Single regressor multi-plots
The json coding for creating multi-plots for regressors looks like this:
"regressionModels": {
"apply": true,
"figSize": {
"x": 0,
"y": 0,
"xadd": 0.25,
"yadd": 0.25
},
"hwspace": {
"hspace": 0.25,
"wspace": 0.25
},
"columns": [
"permutationImportance",
"trainTest",
"Kfold"
]
}
The example above creates a 3-column multi-plot for each regressor defined in the json command file, figure 4.

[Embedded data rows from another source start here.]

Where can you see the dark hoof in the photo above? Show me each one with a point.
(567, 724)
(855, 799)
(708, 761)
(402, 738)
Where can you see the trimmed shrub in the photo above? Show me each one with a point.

Target feature symbolisation
The target features (soil properties) are symbolised either as bars (in the bar-charts showing the feature importance) or as scatters (in the observed versus predicted scatter plots showing model performance). The colour and label for each target feature, symbolised both as bars and scatter markers, are set in the json command file:
"targetFeatureSymbols": {
"caco3_usda.a54_w.pct": {
"color": "whitesmoke",
"label": "CaCo3"
},
"cec_usda.a723_cmolc.kg": {
"color": "seagreen",
"label": "Cation Exc. Cap."
},
"cf_usda.c236_w.pct": {
"color": "sienna",
"label": "Crane fraction"
},
"clay.tot_usda.a334_w.pct": {
"color": "tan",
"label": "Clay cont."
},
"ec_usda.a364_ds.m": {
"color": "dodgerblue",
"label": "Electric cond."
},
"k.ext_usda.a725_cmolc.kg": {
"color": "lightcyan",
"label": "Potassion (K)"
},
"n.tot_usda.a623_w.pct": {
"color": "darkcyan",
"label": "Nitrogen (N) [tot]"
},
"oc_usda.c729_w.pct": {
"color": "dimgray",
"label": "Organic carbon (C)"
},
"p.ext_usda.a274_mg.kg": {
"color": "firebrick",
"label": "Phosphorus (P)"
},
"ph.cacl2_usda.a481_index": {
"color": "lemonchiffon",
"label": "pH (CaCl)"
},
"ph.h2o_usda.a268_index": {
"color": "lightyellow",
"label": "pH (H20)"
},
"sand.tot_usda.c60_w.pct": {
"color": "orange",
"label": "Sand cont."
},
"silt.tot_usda.c62_w.pct": {
"color": "khaki",
"label": "Silt cont."
}
}
Regressor feature symbolisation
If you look carefully at the multi-row plots in figure 3 (showing the prediction of organic carbon using OLS and RandForRegr) you can see that the markers have different shape. The marker shape and size can be set differently for each regressor in the json command file:
"regressionModelSymbols": {
"OLS": {
"marker": ".",
"size": 100
},
"TheilSen": {
"marker": "v",
"size": 50
},
"Huber": {
"marker": "^",
"size": 50
},
"KnnRegr": {
"marker": "s",
"size": 50
},
"DecTreeRegr": {
"marker": "P",
"size": 50
},
"SVR": {
"marker": "*",
"size": 50
},
"RandForRegr": {
"marker": "h",
"size": 50
},
"MLP": {
"marker": "D",
"size": 50
},
"Cubist": {
"marker": "D",
"size": 50
}
},
"modelTests": {
"apply": true,
"trainTest": {
"apply": true,
"testSize": 0.3,
"plot": true,
"marker": "s"
},
"Kfold": {
"apply": true,
"folds": 10,
"plot": true,
"marker": "."
}
}
Horisontal and vertical spacing
For the multi-row/multi-column plots it is a bit tricky to get the height and width spacing correct - the axis labels often tend to overlap. Also because different target features have different units and thus different numerical ranges - which leads to different sizes of the tick mark text. Matplotlib does not handle that automatically and thus I have added the possibility of manually setting both figure height and width and the height and width spacing.
"figSize": {
"x": 0,
"y": 0,
"xadd": 0,
"yadd": 0
},
"hwspace": {
"hspace": 0.25,
"wspace": 0.25
},
If, like in the example above, figSize x, y, xadd and yadd are set to 0 the script will look for default settings under subFigSize:
"subFigSize": {
"x": 3,
"y": 3,
"xadd": 0.1,
"yadd": 0.1
}
If subFigSize is used, the total figure size will be set as:
- width = “nr of columns” * x + xadd
- height = “nr of rows” * y + yadd
Tuning these number it is possible to achieve a plot with nice looking distances between the sub-plots both in the horizontal and the vertical.